(Update: Adds info on press suppression, one death)
Caracas, Nov 21 (EFE).- Although initially Venezuela’s local and regional elections were reported to be progressing calmly on Sunday, albeit with delays in organizational activities at some polling places and power blackouts at certain precincts, a local NGO reported at least 26 violations of freedom of speech, mostly involving the security forces suppressing the activities of reporters, and one man was killed while waiting to vote.
Low voter turnout was also reported in a set of contests in which the opposition is participating for the first time in five years.
The polling places began opening at 6 am but five hours later 2 percent of the precincts were still not operating, according to a report by National Election Council (CNE) president Pedro Calzadilla.
He said that by midday a few “isolated incidents” had occurred, but they were “minor, as always happens.”
However, amid insistent questions from the media on that subject, the CNE chief refused to comment on specific cases and said only that the incidents were “quantitatively insignificant,” emphasizing that 98 percent of the precincts were operating at 11 am and avoiding discussing the apparent fact that 2 percent were not yet up and running.
In addition, he said that “fake complaints” about the balloting were circulating on the social networks.
Venezuelan non-governmental organization Espacio Publico on Sunday reported that 26 violations of freedom of expression had been registered during journalistic coverage of the elections.
“Up to noon, we’ve registered 26 violations of the right to freedom of expression, in a total of 11 cases in (the states of) Lara, Tachira, Merida and Nueva Esparta,” said the NGO on its Web page.
The organization said that 25 people had been the victims of these violations where “intimidation was the most repeated deed.”
Among the incidents was the arrest of journalist Orlando Montlouis, whom Bolivarian National Guard officers took into custody in central Miranda stage, forcing him to erase photos he had taken while he had been inside a polling place for about 30 minutes.

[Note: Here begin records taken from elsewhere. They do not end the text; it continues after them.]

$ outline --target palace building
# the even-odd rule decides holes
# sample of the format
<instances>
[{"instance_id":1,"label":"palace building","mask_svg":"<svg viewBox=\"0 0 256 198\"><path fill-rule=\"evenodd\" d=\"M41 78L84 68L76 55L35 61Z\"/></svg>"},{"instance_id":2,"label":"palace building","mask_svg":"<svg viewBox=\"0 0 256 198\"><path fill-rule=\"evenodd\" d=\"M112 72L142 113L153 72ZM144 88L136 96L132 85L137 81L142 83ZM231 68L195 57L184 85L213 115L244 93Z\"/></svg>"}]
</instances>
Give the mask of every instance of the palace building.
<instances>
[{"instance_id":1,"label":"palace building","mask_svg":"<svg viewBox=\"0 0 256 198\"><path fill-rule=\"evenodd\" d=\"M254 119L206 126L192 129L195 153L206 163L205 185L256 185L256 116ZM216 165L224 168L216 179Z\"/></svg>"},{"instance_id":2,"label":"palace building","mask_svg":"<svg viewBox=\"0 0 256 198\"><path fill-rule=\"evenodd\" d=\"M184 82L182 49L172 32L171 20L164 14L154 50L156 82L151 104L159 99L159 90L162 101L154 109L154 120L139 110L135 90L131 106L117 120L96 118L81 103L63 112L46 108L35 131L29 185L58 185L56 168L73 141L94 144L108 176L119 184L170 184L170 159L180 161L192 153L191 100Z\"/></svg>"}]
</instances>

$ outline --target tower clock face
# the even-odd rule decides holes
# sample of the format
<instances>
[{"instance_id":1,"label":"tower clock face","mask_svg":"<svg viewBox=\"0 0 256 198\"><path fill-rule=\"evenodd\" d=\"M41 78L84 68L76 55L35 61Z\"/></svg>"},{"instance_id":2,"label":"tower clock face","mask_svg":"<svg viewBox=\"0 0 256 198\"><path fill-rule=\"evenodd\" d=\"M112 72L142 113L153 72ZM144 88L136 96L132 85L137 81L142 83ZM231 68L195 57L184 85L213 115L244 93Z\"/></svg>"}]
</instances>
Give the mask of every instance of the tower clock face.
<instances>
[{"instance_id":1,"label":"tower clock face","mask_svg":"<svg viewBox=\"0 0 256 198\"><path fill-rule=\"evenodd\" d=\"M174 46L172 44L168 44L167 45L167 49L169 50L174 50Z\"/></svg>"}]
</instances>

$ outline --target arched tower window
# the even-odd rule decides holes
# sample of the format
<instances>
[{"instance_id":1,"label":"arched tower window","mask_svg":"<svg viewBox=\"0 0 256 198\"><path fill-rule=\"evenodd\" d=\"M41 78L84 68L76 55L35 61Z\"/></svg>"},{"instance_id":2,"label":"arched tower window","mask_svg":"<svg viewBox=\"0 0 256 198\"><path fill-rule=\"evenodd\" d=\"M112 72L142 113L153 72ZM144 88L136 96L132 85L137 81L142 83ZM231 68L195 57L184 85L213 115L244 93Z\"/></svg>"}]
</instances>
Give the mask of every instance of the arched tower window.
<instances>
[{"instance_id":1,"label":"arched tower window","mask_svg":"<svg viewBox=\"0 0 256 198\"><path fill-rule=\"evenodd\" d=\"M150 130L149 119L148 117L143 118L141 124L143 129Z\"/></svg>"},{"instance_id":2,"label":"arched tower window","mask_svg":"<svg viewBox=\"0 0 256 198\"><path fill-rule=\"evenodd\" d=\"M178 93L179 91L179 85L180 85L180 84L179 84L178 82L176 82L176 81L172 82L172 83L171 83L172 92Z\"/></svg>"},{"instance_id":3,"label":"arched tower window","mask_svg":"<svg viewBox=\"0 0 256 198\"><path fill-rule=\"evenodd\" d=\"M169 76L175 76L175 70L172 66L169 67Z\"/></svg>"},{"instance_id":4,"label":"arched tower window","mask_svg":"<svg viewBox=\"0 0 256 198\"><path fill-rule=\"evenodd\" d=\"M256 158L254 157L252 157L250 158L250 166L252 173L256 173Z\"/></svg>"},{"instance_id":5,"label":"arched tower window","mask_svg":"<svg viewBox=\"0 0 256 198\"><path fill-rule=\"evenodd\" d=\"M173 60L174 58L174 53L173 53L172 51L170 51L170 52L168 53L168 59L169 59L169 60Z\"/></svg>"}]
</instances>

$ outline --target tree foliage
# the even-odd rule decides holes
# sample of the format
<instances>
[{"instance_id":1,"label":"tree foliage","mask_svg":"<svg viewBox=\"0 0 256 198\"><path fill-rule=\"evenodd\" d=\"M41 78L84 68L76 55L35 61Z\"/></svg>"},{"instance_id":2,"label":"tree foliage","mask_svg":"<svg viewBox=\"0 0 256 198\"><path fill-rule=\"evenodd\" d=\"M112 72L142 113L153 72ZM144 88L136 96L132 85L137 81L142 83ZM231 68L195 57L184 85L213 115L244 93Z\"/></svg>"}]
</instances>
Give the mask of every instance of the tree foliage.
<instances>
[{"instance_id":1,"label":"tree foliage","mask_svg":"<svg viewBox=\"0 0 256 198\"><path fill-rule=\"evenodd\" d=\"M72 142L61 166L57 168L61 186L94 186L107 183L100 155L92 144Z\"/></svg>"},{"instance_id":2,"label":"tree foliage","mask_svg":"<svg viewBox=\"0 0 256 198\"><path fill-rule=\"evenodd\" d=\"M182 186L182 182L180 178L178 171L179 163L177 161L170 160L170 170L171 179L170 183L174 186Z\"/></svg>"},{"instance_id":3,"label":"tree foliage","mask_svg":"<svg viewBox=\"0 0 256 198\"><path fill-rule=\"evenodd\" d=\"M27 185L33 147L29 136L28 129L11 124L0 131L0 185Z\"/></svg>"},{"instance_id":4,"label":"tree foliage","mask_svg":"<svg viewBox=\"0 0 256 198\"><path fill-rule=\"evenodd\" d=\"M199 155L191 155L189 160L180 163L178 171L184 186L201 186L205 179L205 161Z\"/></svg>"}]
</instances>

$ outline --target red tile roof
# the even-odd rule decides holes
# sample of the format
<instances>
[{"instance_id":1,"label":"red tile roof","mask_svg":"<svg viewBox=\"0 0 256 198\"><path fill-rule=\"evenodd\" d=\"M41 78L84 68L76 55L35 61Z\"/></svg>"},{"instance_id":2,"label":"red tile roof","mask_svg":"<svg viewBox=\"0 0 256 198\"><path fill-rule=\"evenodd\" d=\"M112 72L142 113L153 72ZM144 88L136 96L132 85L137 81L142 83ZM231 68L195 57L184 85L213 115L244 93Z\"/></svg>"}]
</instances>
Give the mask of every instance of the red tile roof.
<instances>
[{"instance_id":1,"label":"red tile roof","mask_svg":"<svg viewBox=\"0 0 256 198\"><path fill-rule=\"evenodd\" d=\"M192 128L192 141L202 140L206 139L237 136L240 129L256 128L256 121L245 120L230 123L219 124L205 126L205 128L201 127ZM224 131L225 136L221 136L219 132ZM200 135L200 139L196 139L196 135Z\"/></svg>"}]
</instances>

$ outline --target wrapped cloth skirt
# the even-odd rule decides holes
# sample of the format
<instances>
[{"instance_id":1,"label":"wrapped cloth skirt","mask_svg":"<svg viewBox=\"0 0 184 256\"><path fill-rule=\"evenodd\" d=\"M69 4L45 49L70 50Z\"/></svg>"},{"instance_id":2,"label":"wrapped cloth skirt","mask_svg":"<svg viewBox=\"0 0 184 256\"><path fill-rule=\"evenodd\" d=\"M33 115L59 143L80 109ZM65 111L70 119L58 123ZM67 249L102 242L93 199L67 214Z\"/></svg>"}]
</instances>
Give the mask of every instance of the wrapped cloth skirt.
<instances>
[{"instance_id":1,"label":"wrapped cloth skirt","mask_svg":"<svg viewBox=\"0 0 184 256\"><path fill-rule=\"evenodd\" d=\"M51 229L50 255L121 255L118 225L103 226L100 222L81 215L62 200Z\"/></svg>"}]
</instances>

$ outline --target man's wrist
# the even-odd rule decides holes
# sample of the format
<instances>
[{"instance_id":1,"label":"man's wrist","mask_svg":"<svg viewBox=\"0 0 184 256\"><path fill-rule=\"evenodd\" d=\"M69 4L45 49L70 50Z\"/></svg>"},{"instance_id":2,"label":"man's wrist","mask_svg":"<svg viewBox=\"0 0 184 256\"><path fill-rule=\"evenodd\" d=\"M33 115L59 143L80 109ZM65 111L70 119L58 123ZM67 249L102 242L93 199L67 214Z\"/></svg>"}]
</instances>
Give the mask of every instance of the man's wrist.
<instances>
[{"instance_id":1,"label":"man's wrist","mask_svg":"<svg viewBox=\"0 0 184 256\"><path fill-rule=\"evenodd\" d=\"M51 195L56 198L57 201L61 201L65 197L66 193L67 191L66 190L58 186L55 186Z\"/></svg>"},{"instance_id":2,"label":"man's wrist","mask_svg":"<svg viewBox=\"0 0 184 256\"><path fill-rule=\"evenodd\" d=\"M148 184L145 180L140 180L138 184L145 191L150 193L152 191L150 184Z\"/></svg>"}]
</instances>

In addition, security forces were said to have “obstructed the passage of media workers at voting centers and in other cases removed them while they were covering” the election.
Also, one man apparently was shot to death and two people were wounded as they were standing line waiting to vote in the state of Zulia, which borders on Colombia, an eyewitness told EFE, although Venezuelan authorities said the incident was unrelated to the election.
A woman identified as Alejandra Bustamante said that a group of people got out of several vehicles and began pushing voters and open firing in the area.
“They began kicking everyone in the line and they pushed me and didn’t let me go about voting,” Bustamante told EFE, adding that a group of opposition supporters was attacked in Maracaibo, in Zulia.
The director of the Criminal Scientific Investigations Body (Cicpc), Douglas Rico, said on Twitter that he had appointed a team of top Cicpc officials to go to the site to clarify the incident, adding that “initial information” fails to link the matter to the elections, a stance that was repeated by Interior Minister Remigio Ceballos, who called it an “isolated” event.
A police report said that the man who was killed was identified at 38-year-old Antonio Urdaneta, and the two wounded people were Johan Jose Montero, 19, and Sonia Urdaneta, 57, all of whom were taken to a local hospital, although the older man arrived without vital signs.
There were also reports on the social networks at some polling places of election observers exclusively from the governing United Socialist Party of Venezuela (PSUV), who at times reportedly were acting as precinct staff.
Spain’s international news agency EFE verified that several power blackouts had occurred and affected precincts in Caracas, including at Petare, the Venezuelan capital’s biggest “favela,” or shantytown.
Among the opposition leaders, two-time presidential candidate Henrique Capriles, who has been in the front rank in calling for opposition supporters to cast ballots in these elections, reiterated his opinion that “this election doesn’t belong” to President Nicolas Maduro, but rather “to the Venezuelans” living in Venezuela itself as well “as to those who are abroad and cannot” vote.”